Recent efforts to help veterans obtain benefits or gain access to other resources are underway at law schools, bar associations, community groups and even the VA itself.
"I think the sheer number of claims, and the resources that are available to process them, necessitate more lawyering in this area," said Hugh McClean, director of the new Bob Parsons Veterans Advocacy Clinic at the University of Baltimore School of Law. "There's just a tremendous need for veterans' assistance right now."
Four law students supervised by McClean, a veteran of the Air Force Judge Advocate General Corps and a former Air Force law professor, will work about 20 hours each week handling cases while also learning through a weekly seminar and reading assignments, he said. In the spring, the number of students in the clinic will likely increase to six.

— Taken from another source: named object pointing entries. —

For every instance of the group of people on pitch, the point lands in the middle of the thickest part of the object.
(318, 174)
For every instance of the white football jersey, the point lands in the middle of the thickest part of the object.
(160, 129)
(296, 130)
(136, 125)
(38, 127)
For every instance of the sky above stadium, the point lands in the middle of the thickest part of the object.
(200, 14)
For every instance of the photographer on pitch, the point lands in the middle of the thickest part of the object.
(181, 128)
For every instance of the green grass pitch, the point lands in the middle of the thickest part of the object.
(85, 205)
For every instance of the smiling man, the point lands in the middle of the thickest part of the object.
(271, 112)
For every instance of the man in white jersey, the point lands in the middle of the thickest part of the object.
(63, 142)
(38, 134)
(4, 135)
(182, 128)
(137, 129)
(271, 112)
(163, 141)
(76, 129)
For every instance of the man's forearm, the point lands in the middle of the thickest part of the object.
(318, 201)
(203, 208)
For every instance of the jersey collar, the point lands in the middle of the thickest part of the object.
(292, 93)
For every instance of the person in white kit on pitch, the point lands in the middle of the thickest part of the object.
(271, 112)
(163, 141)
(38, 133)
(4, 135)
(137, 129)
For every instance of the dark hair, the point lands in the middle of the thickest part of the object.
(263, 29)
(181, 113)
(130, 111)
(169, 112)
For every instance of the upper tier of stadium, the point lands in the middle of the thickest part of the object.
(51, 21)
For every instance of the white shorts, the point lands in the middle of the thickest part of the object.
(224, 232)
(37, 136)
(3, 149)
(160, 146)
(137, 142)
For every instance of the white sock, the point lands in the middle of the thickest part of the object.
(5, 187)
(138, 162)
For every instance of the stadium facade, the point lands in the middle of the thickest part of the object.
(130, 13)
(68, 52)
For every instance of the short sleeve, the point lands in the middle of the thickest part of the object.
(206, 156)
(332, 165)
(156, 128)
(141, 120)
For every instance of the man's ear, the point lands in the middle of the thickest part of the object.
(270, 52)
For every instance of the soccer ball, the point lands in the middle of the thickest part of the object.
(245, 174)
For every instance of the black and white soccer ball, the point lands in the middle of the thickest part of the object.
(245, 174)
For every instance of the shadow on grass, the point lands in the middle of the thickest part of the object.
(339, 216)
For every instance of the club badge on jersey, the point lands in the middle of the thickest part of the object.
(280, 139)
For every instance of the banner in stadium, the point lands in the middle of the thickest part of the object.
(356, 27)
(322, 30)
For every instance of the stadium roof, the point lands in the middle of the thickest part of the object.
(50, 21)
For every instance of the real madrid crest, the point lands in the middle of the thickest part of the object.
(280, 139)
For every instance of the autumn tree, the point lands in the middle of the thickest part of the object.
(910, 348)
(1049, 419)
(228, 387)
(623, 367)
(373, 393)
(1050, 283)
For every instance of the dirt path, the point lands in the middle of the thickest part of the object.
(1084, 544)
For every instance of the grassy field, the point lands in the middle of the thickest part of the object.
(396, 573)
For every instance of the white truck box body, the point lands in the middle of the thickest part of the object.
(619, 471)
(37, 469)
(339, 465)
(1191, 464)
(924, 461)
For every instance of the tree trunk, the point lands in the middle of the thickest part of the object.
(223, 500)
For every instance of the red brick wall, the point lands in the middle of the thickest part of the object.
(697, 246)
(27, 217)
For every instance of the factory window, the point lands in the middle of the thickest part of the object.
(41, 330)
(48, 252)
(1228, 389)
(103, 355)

There are only about 30 such veterans clinics at law schools across the country, McClean said. Pushing for more, the American Bar Association voted at its annual meeting Aug. 11 to urge law schools to create veterans' clinics or, if that's not possible, to serve veterans' needs through an existing clinic.
At UB Law, the clinic's initial focus will be on cases in which veterans need legal help to access their service-connected disability benefits and on "discharge upgrade" cases. The two are often intertwined, McClean said, since a veteran who received a dishonorable discharge may be prevented from accessing benefits.
"As veterans return from Iraq and Afghanistan, more veterans are filing claims than they've done in previous wars, so there's a real need to a have a clinic like this in the community," McClean said.
Eventually, McClean hopes to expand the clinic's impact by collaborating with medical and other academic institutions in the state to create a "health law" program.
He'd also like to see the students get involved in other projects, such as the effort to launch a veterans' treatment court program or docket in Baltimore. This type of court focuses on veterans with substance abuse issues or post-traumatic stress disorder, and emphasizes rehabilitation over jail time.
A task force created by the General Assembly in 2012 recommended creation of a veterans' court, and just this year, the Prince George's County Circuit Court received approval to establish one in Prince George's County.
Maryland State Bar Association President Debra Schubert also named veterans' courts as one of her top priorities earlier this year. While she was still president-elect, Schubert established the MSBA's Special Committee on Veterans Courts, which recently held its first meeting, she said.
"It's an issue that's ripe, that should be addressed," she said. "We owe it to our men and women who have served this country to do more to help them."
Meanwhile, Jennifer Larrabee, deputy director of the nonprofit Pro Bono Resource Center of Maryland — the pro bono arm of the MSBA — said she's seen an increase in attorneys pursuing this kind of work since the widespread problems in the Department of Veterans Affairs surfaced.
"I think once people hear about and learn about the process, how complex and lengthy it can be, a lot of pro bono attorneys have stepped forward because of that," she said.
To increase the number of attorneys serving veterans, the Pro Bono Resource Center, in partnership with a few other groups, offers several free training sessions each year for attorneys who make a commitment to use their training pro bono.